Questions this paper helps answer

What is PropTest? PropTest is a visual programming framework that uses an LLM to generate property tests before generating executable code for visual reasoning tasks.
What problem does PropTest address? It targets cases where generated visual programs run without syntax or runtime errors but still return logically wrong answers.
How do property tests improve visual programming? The tests encode expected answer properties such as data type, output format, semantic category, or visual attributes, then guide code generation and help detect invalid outputs.
What tasks does the paper evaluate? The paper evaluates visual question answering on GQA and A-OKVQA, and visual grounding on RefCOCO and RefCOCO+.
Why is the use of open-source LLMs important?

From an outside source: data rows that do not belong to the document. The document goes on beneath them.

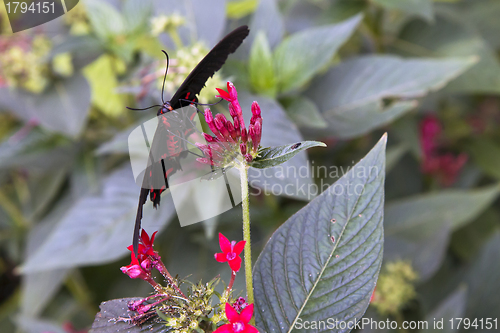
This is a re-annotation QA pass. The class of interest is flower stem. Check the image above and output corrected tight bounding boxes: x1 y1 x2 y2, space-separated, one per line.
156 258 187 298
167 28 184 49
226 271 236 296
240 165 253 303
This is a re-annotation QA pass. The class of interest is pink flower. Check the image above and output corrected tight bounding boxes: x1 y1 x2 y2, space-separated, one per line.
215 81 238 102
232 297 248 313
420 116 468 186
215 233 246 272
214 303 259 333
120 251 151 281
197 82 262 167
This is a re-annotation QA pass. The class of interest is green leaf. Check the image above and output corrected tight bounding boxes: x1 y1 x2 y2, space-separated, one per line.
91 297 168 333
396 13 500 93
308 56 476 138
372 0 434 21
226 0 259 19
21 164 175 273
251 141 326 169
421 286 467 333
274 14 363 92
385 143 408 172
84 54 125 117
85 0 126 42
462 230 500 320
384 221 451 281
123 0 151 33
248 31 277 97
384 185 500 236
254 136 387 332
282 96 328 128
465 138 500 179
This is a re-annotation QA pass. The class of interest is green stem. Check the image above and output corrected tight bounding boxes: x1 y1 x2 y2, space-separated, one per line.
240 165 253 304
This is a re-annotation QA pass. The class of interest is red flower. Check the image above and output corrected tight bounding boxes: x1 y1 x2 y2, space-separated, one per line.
215 81 238 102
120 229 160 280
420 116 467 186
214 303 259 333
232 297 248 313
197 82 262 167
215 233 246 272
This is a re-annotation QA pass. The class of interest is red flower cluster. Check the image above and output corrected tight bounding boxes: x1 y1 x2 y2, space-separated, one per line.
197 82 262 167
120 229 160 282
420 116 468 186
215 233 246 272
214 303 259 333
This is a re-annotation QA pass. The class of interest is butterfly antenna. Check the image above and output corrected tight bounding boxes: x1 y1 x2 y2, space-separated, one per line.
161 50 170 104
179 98 222 106
126 105 162 111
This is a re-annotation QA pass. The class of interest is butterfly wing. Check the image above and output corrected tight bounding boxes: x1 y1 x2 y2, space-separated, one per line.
170 25 250 110
132 25 250 254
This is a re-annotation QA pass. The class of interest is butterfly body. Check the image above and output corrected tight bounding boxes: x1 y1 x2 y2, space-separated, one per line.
133 26 249 253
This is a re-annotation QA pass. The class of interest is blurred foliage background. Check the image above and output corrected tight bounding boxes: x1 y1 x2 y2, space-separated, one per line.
0 0 500 333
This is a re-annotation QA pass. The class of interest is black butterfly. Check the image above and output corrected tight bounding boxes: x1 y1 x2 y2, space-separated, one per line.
132 25 250 254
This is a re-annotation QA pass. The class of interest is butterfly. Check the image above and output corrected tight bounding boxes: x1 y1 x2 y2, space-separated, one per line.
132 25 250 254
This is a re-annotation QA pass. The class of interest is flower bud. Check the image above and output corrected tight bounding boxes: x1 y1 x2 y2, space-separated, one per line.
240 143 247 155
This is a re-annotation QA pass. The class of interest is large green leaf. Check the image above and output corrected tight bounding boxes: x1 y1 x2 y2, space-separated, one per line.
372 0 434 21
453 0 500 49
281 96 328 128
22 165 175 273
309 56 476 138
0 73 90 137
239 92 316 200
384 185 500 280
465 138 500 179
251 141 326 169
90 297 164 333
21 197 72 317
254 136 387 332
84 54 125 116
460 230 500 326
85 0 126 41
421 286 467 333
274 15 362 92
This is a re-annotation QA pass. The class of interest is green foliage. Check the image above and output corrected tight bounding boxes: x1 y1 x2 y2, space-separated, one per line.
248 31 277 97
251 141 326 169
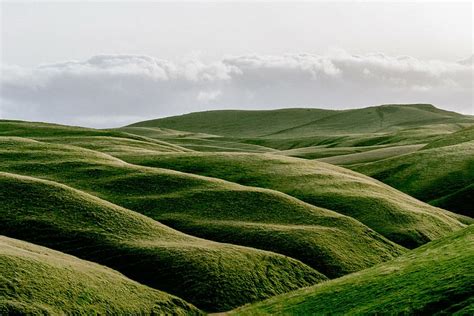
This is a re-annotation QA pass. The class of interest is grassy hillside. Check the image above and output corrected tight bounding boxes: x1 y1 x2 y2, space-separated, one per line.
0 236 200 315
0 138 404 278
231 225 474 315
130 109 338 137
351 141 474 217
129 104 474 151
0 173 326 311
424 126 474 149
264 104 472 138
319 144 425 166
116 153 463 248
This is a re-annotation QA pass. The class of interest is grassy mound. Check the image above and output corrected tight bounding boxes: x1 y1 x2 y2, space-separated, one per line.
130 109 338 137
0 173 326 311
122 153 463 248
351 138 474 217
231 225 474 315
0 120 189 152
319 144 425 166
0 138 403 278
130 104 474 139
424 126 474 149
0 236 200 315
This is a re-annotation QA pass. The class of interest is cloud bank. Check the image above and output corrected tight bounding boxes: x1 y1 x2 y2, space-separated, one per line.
0 51 474 127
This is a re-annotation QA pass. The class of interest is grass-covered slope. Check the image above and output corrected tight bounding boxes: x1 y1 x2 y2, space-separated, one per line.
0 138 403 277
424 126 474 149
130 109 337 137
351 141 474 217
131 104 474 139
231 225 474 315
0 120 189 152
318 144 425 166
262 104 474 138
0 236 200 315
122 153 463 248
0 173 326 311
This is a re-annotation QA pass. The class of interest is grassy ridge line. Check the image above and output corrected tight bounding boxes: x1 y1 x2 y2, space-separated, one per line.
0 173 326 311
229 225 474 315
130 104 474 138
267 104 474 138
0 236 201 315
117 127 276 153
116 152 464 248
318 144 425 166
351 141 474 217
0 137 404 277
129 109 337 137
0 120 189 151
423 126 474 149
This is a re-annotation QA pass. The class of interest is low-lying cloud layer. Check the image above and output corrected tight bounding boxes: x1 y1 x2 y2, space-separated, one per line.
0 52 474 127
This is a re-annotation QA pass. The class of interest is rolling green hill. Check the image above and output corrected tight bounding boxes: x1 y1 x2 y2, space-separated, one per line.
0 173 326 311
0 120 189 152
230 225 474 315
0 137 404 278
116 153 463 248
0 104 474 315
318 144 425 166
124 104 474 154
424 126 474 149
129 109 338 137
351 141 474 217
0 236 200 315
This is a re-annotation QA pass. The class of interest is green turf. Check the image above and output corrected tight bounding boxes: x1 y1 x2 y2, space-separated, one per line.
117 127 276 153
0 173 326 311
230 225 474 315
121 153 463 248
0 137 404 277
0 236 200 315
351 141 474 217
319 144 425 166
424 126 474 149
130 109 337 137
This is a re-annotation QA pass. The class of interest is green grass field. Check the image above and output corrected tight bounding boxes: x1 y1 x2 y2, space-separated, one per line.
0 138 403 277
0 173 326 311
0 104 474 315
230 225 474 315
117 153 463 248
356 139 474 217
0 236 201 315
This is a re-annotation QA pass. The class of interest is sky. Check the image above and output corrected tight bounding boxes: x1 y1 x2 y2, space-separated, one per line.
0 1 474 127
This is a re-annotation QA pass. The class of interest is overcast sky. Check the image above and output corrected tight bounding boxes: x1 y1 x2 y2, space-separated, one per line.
0 2 474 127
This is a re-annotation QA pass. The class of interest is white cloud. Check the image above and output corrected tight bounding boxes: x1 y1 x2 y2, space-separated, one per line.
0 51 473 126
196 90 222 103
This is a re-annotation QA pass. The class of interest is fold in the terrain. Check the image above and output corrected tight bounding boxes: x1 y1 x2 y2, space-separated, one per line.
116 153 464 248
128 104 474 151
0 236 201 315
231 225 474 315
0 120 189 152
0 137 404 278
350 128 474 217
0 173 326 311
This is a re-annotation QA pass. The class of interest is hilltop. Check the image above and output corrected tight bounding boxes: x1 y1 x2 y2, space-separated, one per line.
0 137 404 277
116 153 463 248
229 225 474 315
0 236 203 315
0 173 326 311
352 128 474 217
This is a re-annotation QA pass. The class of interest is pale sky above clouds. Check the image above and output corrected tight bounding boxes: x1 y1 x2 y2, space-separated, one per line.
0 2 474 127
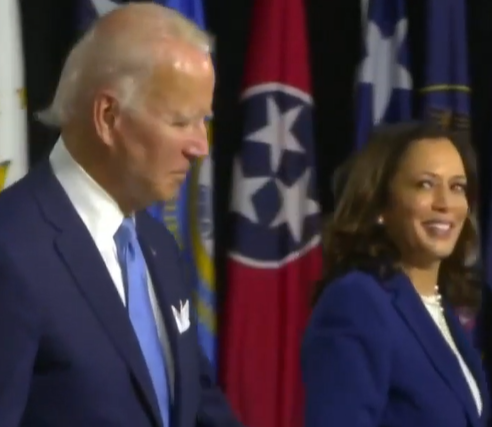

The paper emphasizes reproducible visual programming experiments using models such as Llama3 and CodeLlama, reducing dependence on closed or deprecated API models.

Main contributions

The paper introduces automatic property test generation as a general mechanism for improving LLM-generated visual programs.
PropTest supports both text-answer tasks and bounding-box grounding tasks by generating tests tailored to the expected output type.
The method improves ViperGPT across multiple benchmarks and LLM backbones, including reported gains of +6.0% on GQA with Llama3-8B and +8.1% on RefCOCO+ with CodeLlama-34B.
The work shows that generated tests can improve code quality rather than merely increasing reliance on fallback vision-language models.
The paper contributes a more reproducible evaluation setting for visual programming by focusing on publicly available LLMs and an API-free implementation path.

Limitations and cautions

PropTest adds an extra LLM call to generate property tests, but this is a practical tradeoff for more reliable visual programs and should become cheaper as faster code models improve.
Different output types require different property-test prompts, which keeps the implementation explicit and also points to a clear future direction: automatically designing prompts by task.
Generated property tests can themselves contain mistakes, but the paper analyzes this behavior and shows that the tests are usually accurate enough to improve end-to-end results.
The framework still depends on the quality of the visual tools and APIs used by the generated programs, making it complementary to work on better tool construction and self-refinement.
The evaluation focuses on image-based VQA and referring expression comprehension, leaving video, temporal, and causal visual reasoning as promising next applications.

How to read this result

This paper is best read as a strong and practical step toward more reliable visual programming: PropTest brings software testing ideas into multimodal reasoning, improves generated program logic across benchmarks, and does so in a reproducible setting with public LLMs.